If the city and five other organizations sign on, the group intends to ask the Legislature for the funding to strengthen the existing network of safety and survival training programs in the Kenai area.
Other potential partners include the Pacific Rim Institute of Safety Management (PRISM), Beacon Occupational Health and Safety Services, Kenai Landing Inc., the Challenger Learning Center of Alaska and the Mining and Petroleum Training Service (MAPTS) of Kenai Peninsula College.
The state funding would enable the group to create a central Web site listing all training that is available, according to Kenai City Manager Rick Koch, listing schedules, course descriptions, costs, instructors' names, training facilities and lodging alternatives.
Koch said he is somewhat concerned that the Legislature, in approving such an appropriation, might displace other funding intended for other Kenai needs.
A memorandum of understanding between the organizations is to be considered at Wednesday's Kenai City Council meeting.
Also on the council agenda is an ordinance amending the city code to allow city employees to borrow up to six-months of annual leave for education and training after their earned annual leave has been used.
Koch said there has been an internal provision for workers borrowing forward on their leave entitlements for other reasons, but not for training, and the code amendment would formalize the practice.

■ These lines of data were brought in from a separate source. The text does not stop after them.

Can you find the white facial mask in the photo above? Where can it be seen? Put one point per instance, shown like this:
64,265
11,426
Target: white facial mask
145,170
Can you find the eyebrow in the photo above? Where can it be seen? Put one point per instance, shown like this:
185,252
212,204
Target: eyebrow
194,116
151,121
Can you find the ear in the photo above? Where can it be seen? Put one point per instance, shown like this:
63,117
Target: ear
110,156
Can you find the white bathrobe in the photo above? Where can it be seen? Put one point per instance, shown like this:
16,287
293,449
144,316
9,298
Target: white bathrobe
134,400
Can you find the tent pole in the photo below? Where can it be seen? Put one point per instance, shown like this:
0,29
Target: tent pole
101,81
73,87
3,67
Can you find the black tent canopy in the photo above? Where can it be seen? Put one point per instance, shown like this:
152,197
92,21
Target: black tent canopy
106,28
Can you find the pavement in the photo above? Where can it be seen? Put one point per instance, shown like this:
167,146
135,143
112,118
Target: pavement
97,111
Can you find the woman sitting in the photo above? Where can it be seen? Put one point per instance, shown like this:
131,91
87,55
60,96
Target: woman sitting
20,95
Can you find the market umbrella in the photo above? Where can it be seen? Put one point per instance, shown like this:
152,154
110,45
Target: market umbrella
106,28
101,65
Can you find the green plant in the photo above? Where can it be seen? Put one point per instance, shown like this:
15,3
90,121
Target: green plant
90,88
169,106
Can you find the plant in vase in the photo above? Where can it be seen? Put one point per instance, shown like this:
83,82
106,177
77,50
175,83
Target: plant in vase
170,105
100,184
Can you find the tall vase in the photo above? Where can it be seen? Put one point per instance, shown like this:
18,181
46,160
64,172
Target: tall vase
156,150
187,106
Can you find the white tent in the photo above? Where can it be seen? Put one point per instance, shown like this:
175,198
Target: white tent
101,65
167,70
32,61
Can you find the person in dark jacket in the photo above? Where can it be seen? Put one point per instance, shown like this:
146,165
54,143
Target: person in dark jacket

The council will be considering the adoption of new international building, plumbing and mechanical codes.
Koch said it is customary for the city to adopt new codes as they become available in order to permit architects to design to the latest codes uniformly from city to city rather than work to new codes in one place and work to outdated codes elsewhere. Adoption of the new codes is considered routine, he said.
The city manager also plans to discuss plans for the proposed Wal-Mart and Lowe's stores coming to Kenai.
Koch said the plans, which have been submitted for city administration review, are available at city hall.
Somewhat disappointing, he said, is the fact the new Wal-Mart does not include an automotive service center.
The council meeting is scheduled to begin at 7 p.m.